Nos próximos anos, veremos a concretização de novos modelos de aprendizagem e a desmitificação de que a aprendizagem presencial tem qualidade superior do que a on-line. A afirmação de que a aprendizagem presencial melhor não é apoiada em evidências ou fatos, é um preconceito que deverá perder credibilidade nos próximos anos. Particularmente com mais pesquisas sendo conduzidas sobre a qualidade do ensino on-line. A verdade é que os estudos da área são poucos no mundo tudo.
Folha Online - O que o senhor cita como as principais vantagens e as principais desvantagens da EAD?
Teles - Essa pergunta nos leva repensar a própria educação presencial. Porque hoje pensamos separadamente a educação presencial e a on-line. Entretanto, cada vez mais o ensino tradicional contém elementos do on-line. Ainda que os estudantes tenham que ir à sala de aula, eles devem ter um computador e acessar a web para vários trabalhos escolares. Inclui-se aí buscas de material informativo, visitas a bibliotecas virtuais ou a sites relevantes ao trabalho que fazem, comunicação com centros de pesquisas.
Então existe a assimilação de uma pela outra: a educação presencial está cada vez mais integrando componentes da educação on-line, como o acesso a sites ou a discussão com colegas de aula via chat ou fóruns. Neste sentido, uma distinção rígida entre presencial e on-line já não é possível.

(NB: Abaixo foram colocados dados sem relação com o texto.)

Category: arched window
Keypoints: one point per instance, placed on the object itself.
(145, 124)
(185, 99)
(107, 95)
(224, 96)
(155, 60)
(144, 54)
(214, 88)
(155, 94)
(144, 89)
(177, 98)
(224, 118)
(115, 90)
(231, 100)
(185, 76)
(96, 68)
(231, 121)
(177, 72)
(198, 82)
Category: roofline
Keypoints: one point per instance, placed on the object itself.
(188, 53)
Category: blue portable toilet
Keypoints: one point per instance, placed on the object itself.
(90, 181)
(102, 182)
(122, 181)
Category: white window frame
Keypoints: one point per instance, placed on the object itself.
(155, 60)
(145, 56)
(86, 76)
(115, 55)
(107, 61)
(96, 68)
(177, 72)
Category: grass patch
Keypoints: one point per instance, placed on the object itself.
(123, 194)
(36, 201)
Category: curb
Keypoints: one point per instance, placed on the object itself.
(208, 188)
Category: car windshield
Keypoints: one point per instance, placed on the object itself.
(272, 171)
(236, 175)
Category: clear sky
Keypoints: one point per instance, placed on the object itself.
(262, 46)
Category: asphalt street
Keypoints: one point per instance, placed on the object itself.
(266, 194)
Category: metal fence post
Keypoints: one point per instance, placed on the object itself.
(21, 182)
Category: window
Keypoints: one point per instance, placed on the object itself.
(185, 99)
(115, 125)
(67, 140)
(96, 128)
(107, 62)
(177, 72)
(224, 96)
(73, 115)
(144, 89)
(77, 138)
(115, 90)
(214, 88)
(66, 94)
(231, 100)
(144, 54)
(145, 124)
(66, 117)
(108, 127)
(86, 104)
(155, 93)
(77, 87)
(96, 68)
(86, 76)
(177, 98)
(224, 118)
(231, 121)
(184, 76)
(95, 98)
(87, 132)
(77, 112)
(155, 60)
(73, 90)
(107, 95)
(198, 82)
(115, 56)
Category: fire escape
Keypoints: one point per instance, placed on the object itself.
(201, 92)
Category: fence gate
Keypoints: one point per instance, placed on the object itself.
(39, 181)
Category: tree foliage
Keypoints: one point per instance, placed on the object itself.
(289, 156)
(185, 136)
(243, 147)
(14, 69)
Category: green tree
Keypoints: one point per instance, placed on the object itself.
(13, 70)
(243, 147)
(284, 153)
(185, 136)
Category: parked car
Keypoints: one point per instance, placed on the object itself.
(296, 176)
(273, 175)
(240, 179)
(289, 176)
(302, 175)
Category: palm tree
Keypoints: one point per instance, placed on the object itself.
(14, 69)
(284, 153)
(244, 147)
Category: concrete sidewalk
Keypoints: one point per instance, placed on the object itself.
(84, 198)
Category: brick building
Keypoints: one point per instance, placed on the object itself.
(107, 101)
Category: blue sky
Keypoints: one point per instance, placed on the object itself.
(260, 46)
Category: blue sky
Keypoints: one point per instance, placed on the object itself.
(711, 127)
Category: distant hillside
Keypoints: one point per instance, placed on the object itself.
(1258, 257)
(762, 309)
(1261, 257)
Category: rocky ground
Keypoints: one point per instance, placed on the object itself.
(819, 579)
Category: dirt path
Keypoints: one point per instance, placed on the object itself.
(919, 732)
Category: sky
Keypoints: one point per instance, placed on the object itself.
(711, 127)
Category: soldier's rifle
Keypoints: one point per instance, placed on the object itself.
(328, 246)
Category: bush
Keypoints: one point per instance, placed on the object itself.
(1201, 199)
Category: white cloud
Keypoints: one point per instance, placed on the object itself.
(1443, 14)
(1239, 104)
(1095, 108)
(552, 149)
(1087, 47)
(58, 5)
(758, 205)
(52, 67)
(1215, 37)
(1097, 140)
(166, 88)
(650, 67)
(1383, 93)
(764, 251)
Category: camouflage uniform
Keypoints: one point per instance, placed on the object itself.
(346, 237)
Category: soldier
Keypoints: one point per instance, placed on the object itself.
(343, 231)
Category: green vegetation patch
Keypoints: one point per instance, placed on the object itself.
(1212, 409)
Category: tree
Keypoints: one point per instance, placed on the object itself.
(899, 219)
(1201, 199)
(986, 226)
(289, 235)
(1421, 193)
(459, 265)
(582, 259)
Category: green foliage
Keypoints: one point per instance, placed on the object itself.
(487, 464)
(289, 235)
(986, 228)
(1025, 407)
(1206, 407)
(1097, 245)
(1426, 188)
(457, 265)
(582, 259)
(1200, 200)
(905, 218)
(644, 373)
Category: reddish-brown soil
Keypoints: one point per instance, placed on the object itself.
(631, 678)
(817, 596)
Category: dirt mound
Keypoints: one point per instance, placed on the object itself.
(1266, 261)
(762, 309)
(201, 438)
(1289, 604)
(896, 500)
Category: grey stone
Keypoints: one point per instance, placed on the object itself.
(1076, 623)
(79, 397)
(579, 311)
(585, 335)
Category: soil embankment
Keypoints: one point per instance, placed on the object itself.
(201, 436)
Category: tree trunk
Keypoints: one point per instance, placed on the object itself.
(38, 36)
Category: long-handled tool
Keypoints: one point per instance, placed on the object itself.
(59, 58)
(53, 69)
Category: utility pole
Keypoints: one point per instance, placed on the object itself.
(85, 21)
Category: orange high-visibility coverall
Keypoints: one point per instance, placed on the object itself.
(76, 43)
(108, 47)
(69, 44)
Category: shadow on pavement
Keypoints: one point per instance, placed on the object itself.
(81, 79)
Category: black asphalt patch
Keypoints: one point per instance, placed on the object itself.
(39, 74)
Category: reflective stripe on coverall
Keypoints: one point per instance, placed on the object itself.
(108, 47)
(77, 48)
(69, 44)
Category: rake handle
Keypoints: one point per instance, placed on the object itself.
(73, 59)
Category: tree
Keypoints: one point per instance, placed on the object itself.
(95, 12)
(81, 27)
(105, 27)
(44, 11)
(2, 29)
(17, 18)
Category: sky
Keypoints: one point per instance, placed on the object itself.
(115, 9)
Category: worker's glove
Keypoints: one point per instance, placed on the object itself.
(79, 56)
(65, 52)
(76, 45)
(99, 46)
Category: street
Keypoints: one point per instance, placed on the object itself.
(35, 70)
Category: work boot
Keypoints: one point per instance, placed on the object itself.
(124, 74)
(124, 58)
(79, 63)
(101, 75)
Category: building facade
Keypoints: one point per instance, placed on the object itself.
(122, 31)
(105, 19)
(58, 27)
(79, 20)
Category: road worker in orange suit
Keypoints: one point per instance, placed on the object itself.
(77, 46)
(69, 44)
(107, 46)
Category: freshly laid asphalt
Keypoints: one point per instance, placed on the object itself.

Que já fez cursos on-line, no qual modelos interativos e colaborativos são utilizados, sabe que a distinção é muito tênue. Ainda que se possa pensar que poderíamos conhecer melhor um professor ou colegas em aulas presenciais, se percebe que existe plena interação pela internet.
Ainda que muitas vezes pensemos o contrário, na verdade a presença física não determina a qualidade da aprendizagem nem a qualidade da camaradagem entre colegas. Isso ocorre bem ao nível conceitual e pragmático.
Fonte:www1.folha.uol.com.br
Um comentário:
O Brasil tem muito o que aprender com o Canadá em termos de organização, ao menos neste aspecto. Sempre se fala na extensão territorial quando se quer culpar alguma falha administrativa, mas países como o Canadá e os EUA são tão grandes quanto e parecem dar conta. Ainda precisamos amadurecer muito no aspecto de ensino a distância, apesar de que este está ficando cada vez mais popular no Brasil, felizmente. Acredito que a popularização da Internet tem contribuído também, mas ainda falta muito a parte social da coisa. Ainda há muito preconceito com qualquer tipo de aprendizado que não seja aquele clássico, na sala de aula, em que o professor ministra, o aluno copia no caderno e dps faz tarefas de casa. O ideal é acabarmos com esta padronização o quanto antes, para termos uma maior cultura de aprendizado no dia-a-dia, e não só em ambiente escolar.